PHILADELPHIA -- Pfizer Inc., the drug manufacturing giant based in New York, said it is hiring additional scientists at its Cambridge research lab as the facility has assumed a larger role within the multinational corporation.
Philip J. Vickers, a Pfizer vice president and head of the Memorial Drive facility, said the firm is about halfway through hiring 50 additional staffers, including scientists, which would bring the workforce there to 175, an increase of 40 percent. He said the company recently advertised 25 positions and received 2,500 responses.
The lab, which had been called the Discovery Research Center, is now known as the Research Technology Center.

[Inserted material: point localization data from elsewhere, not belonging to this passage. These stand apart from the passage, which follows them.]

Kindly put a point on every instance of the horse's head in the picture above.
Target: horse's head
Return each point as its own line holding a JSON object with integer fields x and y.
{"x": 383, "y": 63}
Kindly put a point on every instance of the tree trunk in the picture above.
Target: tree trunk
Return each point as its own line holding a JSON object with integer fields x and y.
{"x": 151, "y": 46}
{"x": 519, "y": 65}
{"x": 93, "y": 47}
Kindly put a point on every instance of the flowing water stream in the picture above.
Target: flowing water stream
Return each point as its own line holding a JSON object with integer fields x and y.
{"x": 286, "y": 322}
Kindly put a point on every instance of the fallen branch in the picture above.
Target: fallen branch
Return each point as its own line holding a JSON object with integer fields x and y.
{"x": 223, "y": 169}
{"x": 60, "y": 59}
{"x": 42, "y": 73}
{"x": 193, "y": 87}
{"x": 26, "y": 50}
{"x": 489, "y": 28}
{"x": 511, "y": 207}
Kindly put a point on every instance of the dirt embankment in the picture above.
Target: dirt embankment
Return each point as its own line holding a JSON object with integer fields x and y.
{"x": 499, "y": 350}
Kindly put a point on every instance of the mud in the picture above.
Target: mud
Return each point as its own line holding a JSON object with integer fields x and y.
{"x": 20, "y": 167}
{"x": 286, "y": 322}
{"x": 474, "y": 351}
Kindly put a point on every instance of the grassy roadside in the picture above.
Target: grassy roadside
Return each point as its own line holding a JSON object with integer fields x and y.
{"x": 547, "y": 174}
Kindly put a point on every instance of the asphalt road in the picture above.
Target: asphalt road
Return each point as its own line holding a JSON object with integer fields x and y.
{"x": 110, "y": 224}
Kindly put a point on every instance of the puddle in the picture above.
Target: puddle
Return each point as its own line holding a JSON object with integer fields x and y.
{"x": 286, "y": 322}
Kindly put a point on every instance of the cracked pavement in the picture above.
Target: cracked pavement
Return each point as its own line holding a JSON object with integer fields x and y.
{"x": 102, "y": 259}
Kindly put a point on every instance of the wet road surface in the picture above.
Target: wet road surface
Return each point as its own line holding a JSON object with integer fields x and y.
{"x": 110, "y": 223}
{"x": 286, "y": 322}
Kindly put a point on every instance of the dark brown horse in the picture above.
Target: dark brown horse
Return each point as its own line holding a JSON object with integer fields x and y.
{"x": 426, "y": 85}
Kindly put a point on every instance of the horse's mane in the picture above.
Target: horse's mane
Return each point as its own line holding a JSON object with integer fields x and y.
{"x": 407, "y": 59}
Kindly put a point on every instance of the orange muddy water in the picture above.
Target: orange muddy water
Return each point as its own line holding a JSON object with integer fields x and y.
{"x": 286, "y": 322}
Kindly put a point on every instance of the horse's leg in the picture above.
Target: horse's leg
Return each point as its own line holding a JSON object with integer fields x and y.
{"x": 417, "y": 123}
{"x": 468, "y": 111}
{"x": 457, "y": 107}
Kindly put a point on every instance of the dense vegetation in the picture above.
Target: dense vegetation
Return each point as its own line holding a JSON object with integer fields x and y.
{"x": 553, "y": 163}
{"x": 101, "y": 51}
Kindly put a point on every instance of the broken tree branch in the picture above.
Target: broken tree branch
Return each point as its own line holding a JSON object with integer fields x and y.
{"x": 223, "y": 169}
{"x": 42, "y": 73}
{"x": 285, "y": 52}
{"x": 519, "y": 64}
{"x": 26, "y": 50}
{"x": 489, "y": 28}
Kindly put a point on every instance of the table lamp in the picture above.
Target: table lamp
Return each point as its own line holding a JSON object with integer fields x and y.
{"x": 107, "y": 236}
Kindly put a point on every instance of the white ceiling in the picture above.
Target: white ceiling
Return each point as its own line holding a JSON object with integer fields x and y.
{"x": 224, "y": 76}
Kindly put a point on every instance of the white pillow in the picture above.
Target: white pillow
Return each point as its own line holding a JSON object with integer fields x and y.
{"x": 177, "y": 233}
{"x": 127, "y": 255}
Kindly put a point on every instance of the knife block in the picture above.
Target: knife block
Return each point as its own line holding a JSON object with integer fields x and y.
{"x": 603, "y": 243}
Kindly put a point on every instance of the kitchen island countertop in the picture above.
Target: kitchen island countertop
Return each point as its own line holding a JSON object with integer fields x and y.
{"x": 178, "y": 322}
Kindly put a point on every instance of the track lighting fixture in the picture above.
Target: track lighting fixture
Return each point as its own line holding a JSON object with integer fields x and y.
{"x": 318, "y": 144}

In addition to conducting research to discover promising compounds that might be developed into drugs, the center helps Pfizer's scientists with development issues such as evaluating the safety, toxicity, and metabolism of prospective drugs.
''If you want to get top-quality life-science individuals, you can't do better than Massachusetts," Vickers said this week at BIO 2005, the biotech industry's largest annual convention. ''We couldn't be in a better spot."
In the past few years, more large pharmaceutical firms have set up research outposts in Cambridge and Boston to tap into local talent, discoveries at universities, and promising technology at nearby biotech companies. Novartis AG of Switzerland in 2003 moved its worldwide research headquarters to Cambridge. Earlier this year, Schering-Plough Corp. of New Jersey said it would acquire NeoGenesis Pharmaceuticals Inc. to establish a Cambridge presence.
Next week, Organon, the pharmaceuticals unit of Dutch drug conglomerate Akzo Nobel NV, will officially open its new research center on First Street in East Cambridge.
Vickers said Pfizer is hiring people with capabilities in systems biology and kinases, proteins that regulate biologic processes within cells. Despite being part of an international company with about 115,000 employees, Pfizer's Research Technology Center avoids the bureaucracy and lethargy often endemic to large organizations, he said.
''We're small and nimble, and have a real biotech feel," he said.
Vickers, like representatives from several other companies with Massachusetts facilities, spent time at the Massachusetts pavilion during the Philadelphia convention to promote the state's leadership in biotechnology. He said he did so at the behest of the Massachusetts Biotechnology Council, the local trade association. Vickers said he isn't concerned that attracting more pharmaceutical firms to Massachusetts will increase competition.
''More companies means more opportunities for collaboration," he said.
Pfizer's local partners include Caliper Life Sciences Inc. of Hopkinton, which supplies microfluidics equipment used to speed the screening of thousands of drug candidates.